Since amendments to the European treaties require the agreement of all member states, it is in most cases an illusion to believe that obvious grievances can be eliminated by amending those treaties. But there is nothing to prevent liberal democracies in the EU from working more closely together and thus creating a counterweight to the “illiberal democracies” before their number increases, for example with the possible accession of problematic candidate countries like Serbia.

Modesty and Realism

A better coordination of liberal democracies is also urgently needed outside of the EU. Even after it leaves, the United Kingdom will continue to be closely linked to the states of the EU due to its political culture. The same is true for the former British colonies of Canada, Australia, and New Zealand. And despite Trump, this also applies to the United States. It’s not only in the area of defense that Europe remains dependent on close cooperation with the US. What we like to call “European values” are, in fact, Western values, that have to a large extent been shaped by America. If the West is to have a future, the liberal democracies of Europe must do their utmost to counter further transatlantic estrangement.

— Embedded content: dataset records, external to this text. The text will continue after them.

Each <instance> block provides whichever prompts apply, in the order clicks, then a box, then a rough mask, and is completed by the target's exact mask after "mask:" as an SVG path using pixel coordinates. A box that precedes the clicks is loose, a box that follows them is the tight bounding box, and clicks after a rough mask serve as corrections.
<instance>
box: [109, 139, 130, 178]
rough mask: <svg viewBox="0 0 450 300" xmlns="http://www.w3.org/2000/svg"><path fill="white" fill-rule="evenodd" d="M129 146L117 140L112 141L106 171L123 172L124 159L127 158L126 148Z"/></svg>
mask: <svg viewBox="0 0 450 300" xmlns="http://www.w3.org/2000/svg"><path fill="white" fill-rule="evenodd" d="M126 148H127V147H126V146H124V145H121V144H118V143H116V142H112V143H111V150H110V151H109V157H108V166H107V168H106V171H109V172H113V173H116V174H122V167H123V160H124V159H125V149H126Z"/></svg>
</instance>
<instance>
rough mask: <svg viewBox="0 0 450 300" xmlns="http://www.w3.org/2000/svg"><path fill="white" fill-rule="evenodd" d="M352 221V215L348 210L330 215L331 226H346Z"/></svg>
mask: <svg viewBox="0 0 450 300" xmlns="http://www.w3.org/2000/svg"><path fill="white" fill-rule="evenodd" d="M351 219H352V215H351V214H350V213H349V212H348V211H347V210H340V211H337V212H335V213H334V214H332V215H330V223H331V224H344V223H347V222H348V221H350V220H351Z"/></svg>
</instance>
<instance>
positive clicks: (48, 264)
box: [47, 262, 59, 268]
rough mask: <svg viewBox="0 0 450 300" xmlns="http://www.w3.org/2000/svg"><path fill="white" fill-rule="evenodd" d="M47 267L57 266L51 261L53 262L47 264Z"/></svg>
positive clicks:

Populists and nationalists are benefiting from the omissions and mistakes made by the defenders of liberal democracy. A particularly serious mistake was and is the fact that they are evading and even suppressing the question of the finality of the European unification process. The EU is a group of post-classical nation states. Post-classical nation states differ from older, classic, fully sovereign nation states in that they jointly exercise some of their sovereign rights and have transferred others to supranational institutions.

Those who say that it is necessary to dissolve the nation states into a United Europe overlook the fact that the overwhelming majority of Europeans would not even consider giving up their traditional nation state. Moreover, the nation state in Europe is still the safest haven for the rule of law, the welfare state, and democracy. In order to preserve and further develop these achievements, there is a need for ever closer cooperation between those European states that are committed to these values. This goal is more modest than that of a European federal state or a European republic. But it is more realistic and democratic than any supposedly europhile utopia.